The number of companies that were liquidated during the first 9 months of this year in Turkey broke a record, as the number exceeded 10,000 companies.
According to the Turkish newspaper “Zaman”, Turkish companies face great challenges in light of the economic crisis that the country is going through nearly two years ago, and what made their situation more severe is the crisis of the Corona virus epidemic, so the last resort for them was to reschedule their debts in an attempt to escape from the specter of bankruptcy.The Turkish Federation of Chambers and Exchanges announced that 10 thousand 453 companies were closed in the first nine months of 2020, compared to the same period last year, when it reached 9385 companies, indicating an increase of 11%.
And the number of companies that have closed steadily in Turkey has increased since 2015, as it is noteworthy that 1808 out of 10,000 453 companies, which closed from January to September, were “joint stock companies.”

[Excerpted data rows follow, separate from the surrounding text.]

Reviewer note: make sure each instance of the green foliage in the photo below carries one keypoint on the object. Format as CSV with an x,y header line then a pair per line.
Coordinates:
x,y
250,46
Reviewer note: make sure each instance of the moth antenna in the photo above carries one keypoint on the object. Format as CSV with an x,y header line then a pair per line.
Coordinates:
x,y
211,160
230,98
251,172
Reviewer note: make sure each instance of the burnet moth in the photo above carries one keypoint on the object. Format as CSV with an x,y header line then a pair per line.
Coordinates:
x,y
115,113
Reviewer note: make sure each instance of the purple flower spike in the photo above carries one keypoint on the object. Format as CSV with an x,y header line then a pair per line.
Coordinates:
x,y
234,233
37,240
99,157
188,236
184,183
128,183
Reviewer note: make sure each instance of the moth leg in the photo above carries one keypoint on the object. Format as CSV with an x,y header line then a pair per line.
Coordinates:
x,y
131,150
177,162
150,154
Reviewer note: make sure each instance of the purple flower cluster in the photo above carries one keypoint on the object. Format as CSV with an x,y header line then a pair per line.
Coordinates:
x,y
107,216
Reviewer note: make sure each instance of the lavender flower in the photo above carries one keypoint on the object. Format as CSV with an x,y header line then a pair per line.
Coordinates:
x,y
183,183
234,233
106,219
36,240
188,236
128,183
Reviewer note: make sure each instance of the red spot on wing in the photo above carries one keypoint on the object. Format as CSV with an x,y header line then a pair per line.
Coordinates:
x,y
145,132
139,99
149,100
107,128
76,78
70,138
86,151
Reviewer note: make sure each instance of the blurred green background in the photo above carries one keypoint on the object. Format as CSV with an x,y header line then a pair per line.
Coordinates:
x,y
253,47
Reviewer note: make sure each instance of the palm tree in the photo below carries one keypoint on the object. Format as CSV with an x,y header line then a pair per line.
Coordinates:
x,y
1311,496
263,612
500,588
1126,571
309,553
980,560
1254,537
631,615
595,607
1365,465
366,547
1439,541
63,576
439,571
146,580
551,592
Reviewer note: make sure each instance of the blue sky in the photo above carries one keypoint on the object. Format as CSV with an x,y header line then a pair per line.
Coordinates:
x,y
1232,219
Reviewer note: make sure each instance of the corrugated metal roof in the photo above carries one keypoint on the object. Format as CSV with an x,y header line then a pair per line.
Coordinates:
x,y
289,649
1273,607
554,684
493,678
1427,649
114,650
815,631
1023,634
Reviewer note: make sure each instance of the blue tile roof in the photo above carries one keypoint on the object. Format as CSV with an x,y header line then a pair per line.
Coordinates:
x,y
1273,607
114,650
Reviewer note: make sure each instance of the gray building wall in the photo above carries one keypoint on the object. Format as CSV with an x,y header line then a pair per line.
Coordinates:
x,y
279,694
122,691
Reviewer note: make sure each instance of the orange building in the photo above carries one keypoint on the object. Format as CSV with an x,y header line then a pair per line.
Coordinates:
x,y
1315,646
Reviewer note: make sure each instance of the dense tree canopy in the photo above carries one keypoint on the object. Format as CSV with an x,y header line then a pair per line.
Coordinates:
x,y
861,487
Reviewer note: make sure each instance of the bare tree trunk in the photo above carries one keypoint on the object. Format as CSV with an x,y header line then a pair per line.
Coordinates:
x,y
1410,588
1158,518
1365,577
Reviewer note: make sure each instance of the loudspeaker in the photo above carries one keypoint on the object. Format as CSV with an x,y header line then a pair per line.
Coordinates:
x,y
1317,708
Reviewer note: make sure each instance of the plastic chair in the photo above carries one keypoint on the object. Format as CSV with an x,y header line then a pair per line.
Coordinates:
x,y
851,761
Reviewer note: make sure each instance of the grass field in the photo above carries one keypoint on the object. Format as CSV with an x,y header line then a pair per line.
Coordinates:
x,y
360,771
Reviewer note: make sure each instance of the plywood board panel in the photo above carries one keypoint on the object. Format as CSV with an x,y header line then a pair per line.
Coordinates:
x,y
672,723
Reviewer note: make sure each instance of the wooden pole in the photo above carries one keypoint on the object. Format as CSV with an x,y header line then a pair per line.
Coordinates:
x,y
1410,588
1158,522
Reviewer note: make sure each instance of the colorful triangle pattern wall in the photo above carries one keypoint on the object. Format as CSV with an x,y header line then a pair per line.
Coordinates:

Most of these joint-stock companies were involved in the production of electric power, construction of residential and non-residential buildings, and technical consulting for engineering activities.
The weekly report of the Banking Sector Regulatory and Supervision Committee revealed that “the value of debts owed by companies in Turkey since October 9 this year rose to 132 billion and 207 million Turkish liras, while the previous week was only 131 billion and 322 million.
According to the Turkish newspaper, economists predict that the coming period will witness more companies announcing their inability to pay their scheduled debts in light of the turmoil of the lira’s exchange rate against foreign currencies, despite resorting to the option of rescheduling debts, through a request for “bankruptcy settlement”. Of companies declare that they will not be able to pay debts even after they are scheduled.